# Made my first trap today-patterned from a cut out hive box



## Lauri (Feb 1, 2012)

You can see the slide in piece of foam board at the bottom, european style top inner cover to keep bees from propolising the lid and maintain a true seal if the wood warps a little.










Since the box's are new, I dribbled melted wax on the inside and burned it into the wood-also sprayed the interior with Mann Lake Pro Health and burned it into the cedar & wax. Smells amazing.
It was nice to have something to use my cull wood for. A little bit of flaws here and there don't really show once you get it burned and finished though..Add Handles and hangers and it wil be done!
I have a while before I can put it to use..I will give a report ASAP>


----------



## Lauri (Feb 1, 2012)

Front view:









Side view:









Lid and front opening will need a hook and eye to keep them closed:


----------



## Lauri (Feb 1, 2012)

Heres the normal type..holds 7 frames. (I had to shim the back out with 2x2's to allow for the hindged top to open) To allow for different mounting options, there is a Hole for a rope(piece of 3/4 PVC in the 1" hole for strength) or place for a ratchett strap










six newer foundationless and wired frames and one old brood comb in the middle



















These should blend in well with trees and branches to avoid vandalism.


----------



## Lauri (Feb 1, 2012)

Transfer or cycle in mini frames and full sized frames with this part-screw into your standard box to hold you mini frames:









Forget the angle though..just make it straight.


----------



## Lauri (Feb 1, 2012)

An interesting note: Last year some of the game wardens and forest service folks found a high number of the wood duck houses filled with honeybees.
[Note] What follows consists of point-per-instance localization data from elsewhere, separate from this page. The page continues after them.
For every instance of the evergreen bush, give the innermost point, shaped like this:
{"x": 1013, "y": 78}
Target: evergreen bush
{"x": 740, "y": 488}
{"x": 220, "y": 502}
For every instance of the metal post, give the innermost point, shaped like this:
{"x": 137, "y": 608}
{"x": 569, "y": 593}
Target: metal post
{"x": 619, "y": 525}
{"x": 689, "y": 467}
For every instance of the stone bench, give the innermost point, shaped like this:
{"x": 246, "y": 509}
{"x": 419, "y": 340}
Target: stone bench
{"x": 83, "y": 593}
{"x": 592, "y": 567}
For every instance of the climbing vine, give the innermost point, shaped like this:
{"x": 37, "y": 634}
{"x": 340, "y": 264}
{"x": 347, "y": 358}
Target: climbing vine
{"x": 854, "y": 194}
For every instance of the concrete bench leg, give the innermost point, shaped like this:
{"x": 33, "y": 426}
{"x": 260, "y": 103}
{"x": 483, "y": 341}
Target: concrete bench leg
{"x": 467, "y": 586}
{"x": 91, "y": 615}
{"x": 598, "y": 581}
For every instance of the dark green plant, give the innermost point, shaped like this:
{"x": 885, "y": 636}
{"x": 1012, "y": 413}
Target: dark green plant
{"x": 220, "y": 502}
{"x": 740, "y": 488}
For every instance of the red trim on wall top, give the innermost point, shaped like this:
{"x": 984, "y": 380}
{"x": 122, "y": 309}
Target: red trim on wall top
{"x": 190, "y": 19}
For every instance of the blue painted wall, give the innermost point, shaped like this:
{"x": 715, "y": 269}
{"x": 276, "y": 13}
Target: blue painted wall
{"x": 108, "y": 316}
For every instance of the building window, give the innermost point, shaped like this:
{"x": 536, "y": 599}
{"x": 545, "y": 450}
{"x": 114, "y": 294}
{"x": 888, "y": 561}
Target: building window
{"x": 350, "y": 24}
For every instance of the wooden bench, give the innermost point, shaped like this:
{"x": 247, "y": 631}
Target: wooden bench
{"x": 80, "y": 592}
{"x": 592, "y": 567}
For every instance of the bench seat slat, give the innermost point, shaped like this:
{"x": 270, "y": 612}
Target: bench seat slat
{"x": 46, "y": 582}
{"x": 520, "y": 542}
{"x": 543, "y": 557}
Wood duck house looks like this:


----------



## Beregondo (Jun 21, 2011)

Very nice.
They *do* look like they will be unobtrusive.
I am intending to relocate to Portland in April/May.
If things go as planned, perhaps we (along with minx, eastsidebuzz and the others) ought to have 
"The Great Pacific Northwest Swarm Ketching Kontest"


----------



## Beregondo (Jun 21, 2011)

BTW, I've enjoyed your posts and your website


----------